Joel Ryan / AP

Once upon a time, Drake made a vow of silence. “Diss me, you'll never hear a reply for it,” he said on “Successful,” the 2009 song in which the Toronto rapper correctly predicted he’d soon be superwealthy. This week, Drake has broken his vow twice over, a fact about which he seems conflicted. “When I look back,” he says on the new track “Back to Back Freestyle,” “I might be mad that I gave this attention.”

“This” is the beef started by the 28-year-old Philadelphia rapper Meek Mill, who recently tweeted accusations that Drake doesn’t write his own material. Depending on who you talk to or how you look at it, this is either a big deal or no deal at all. On Instagram, Lupe Fiasco had a good take: “Ghostwriting, or borrowing lines, or taking suggestions from the room has always been in rap and will always be in rap. It is nothing to go crazy over or be offended about unless you are someone who postures him or herself on the importance of authenticity and tries to portray that quality to your fans or the public at large. Then we might have a problem.”

Authenticity is, indeed, part of Drake’s shtick (as it is, in one way or another, for just about every major rapper these days). He’s famous for being frank about his feelings; one of his many, many catchphrases is “The real is on the rise.” On some level, fans may realize that popular rappers’ lyrics often result from collaboration, but Drake probably doesn’t want them thinking too hard about it. His hit 2015 mixtape If You’re Reading This, It’s Too Late, for example, portrayed his life as full of hard, lonely work: “I could never ever let the streets down / Haven't left the condo for a week now,” he rapped on “10 Bands,” which is one of the songs whose authorship has now been called into question—even though all along its credits listed Quentin Miller, the man that Meek Mill just named as Drake’s ghostwriter.

A certain aloofness has been part of Drake’s act, too. Prior to Mill’s outburst, Drake was already one of the most divisive people in rap, ridiculed for his sentimental songs, his background as a child actor, and, as of recently, his pants. His albums are filled with subtweet-like replies to the snickering; occasionally, he tosses off a line that’s unmistakably targeted toward a particular hater, but for the most part he has kept the backtalk vague.

So it’s remarkable that Mill has triggered a full-on assault from Drake. First came the song “Charged Up,” which included a few fairly gentle jabs at Mill but mostly made fun of the idea of people making fun of Drake; “I’m trying to take the high road,” he said. Mill replied by calling the song “baby lotion soft” and trolling the Internet with a response track that was just 15 seconds of screaming. Four days later, Drake returned with “Back to Back Freestyle,” faster paced and more vicious than what came before, painting Mill as a lightweight leeching off the success of his girlfriend, Nicki Minaj: “Is that a world tour or your girl's tour?”

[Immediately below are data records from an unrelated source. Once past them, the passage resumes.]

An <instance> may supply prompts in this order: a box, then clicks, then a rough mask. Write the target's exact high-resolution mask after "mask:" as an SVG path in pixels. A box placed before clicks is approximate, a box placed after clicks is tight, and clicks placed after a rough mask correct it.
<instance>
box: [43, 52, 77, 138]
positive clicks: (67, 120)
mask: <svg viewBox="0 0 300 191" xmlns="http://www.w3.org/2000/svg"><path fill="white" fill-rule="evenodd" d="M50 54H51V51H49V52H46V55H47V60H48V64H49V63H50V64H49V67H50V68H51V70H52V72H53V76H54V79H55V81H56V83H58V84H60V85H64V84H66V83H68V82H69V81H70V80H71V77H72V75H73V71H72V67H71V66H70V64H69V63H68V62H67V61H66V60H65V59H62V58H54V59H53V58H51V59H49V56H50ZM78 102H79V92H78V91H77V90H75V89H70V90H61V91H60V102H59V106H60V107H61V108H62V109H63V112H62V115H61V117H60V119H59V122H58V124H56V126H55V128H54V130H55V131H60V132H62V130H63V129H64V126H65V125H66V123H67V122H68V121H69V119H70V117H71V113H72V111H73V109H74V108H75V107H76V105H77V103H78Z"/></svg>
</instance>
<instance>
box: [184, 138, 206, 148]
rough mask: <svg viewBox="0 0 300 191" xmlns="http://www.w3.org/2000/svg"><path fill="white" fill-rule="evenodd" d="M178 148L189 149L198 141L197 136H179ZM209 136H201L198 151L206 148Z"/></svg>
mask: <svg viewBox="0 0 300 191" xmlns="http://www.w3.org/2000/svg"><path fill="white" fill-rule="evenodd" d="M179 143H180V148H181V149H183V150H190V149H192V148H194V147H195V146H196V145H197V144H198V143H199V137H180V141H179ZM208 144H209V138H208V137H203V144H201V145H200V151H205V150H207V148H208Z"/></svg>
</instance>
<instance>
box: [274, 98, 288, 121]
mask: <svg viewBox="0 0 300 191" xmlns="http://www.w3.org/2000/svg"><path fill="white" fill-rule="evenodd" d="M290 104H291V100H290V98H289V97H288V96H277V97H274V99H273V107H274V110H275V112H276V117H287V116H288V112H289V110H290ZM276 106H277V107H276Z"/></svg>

Judging by the resulting memes and media coverage, a lot of people think that this round of battle, and perhaps the entire war, goes to Drake: When “Back to Back” was released, more than one person had the idea to change Mill’s Wikipedia entry to say that he had died. Mill may yet return with a powerful reply of his own, but already Drake’s accomplished two vital things. One: Assuming he didn’t use a ghostwriter for these songs—which would be very risky given the downside to being found out—he’s reasserted his skill as a rapper; even if these songs aren’t the greatest of all time, they were made very quickly and are at least good enough to put Mill in his place. Two: He’s distracted from the ghostwriting accusations. Nowhere in these songs did Drake say that his lyrics aren’t created by committee, but who cares about that when there are gifs to be made? The dynamic is classic, the narrative easy: Meek Mill talks a big game about Drake’s music; Drake makes music about how all Meek can do is talk game.

But the fact remains that Drake did stoop to replying, which may well be a sign that Mill’s authorship questions could damage his image more concretely than, say, the comparisons to washing machines Drake’s used to receiving. Or Drake’s rationale might even be more personal than that. When I first listened to Meek Mill’s new album, the highly entertaining, now contested Drake verse on “R.I.C.O.” seemed like a gift from a superstar rapper to a less-successful friend. And this is how he’s repaid? The ever-grandiose Drake might well see himself as akin to Shakespeare’s Timon, a wealthy man who showered gifts upon ungrateful friends. The comparison isn’t perfect, but toward the end of Timon of Athens, there’s a verbal battle to rival all hip-hop beefs. “Away thou tedious rogue!” Timon shouts. “I am sorry I shall lose a stone by thee.” Then he throws a stone.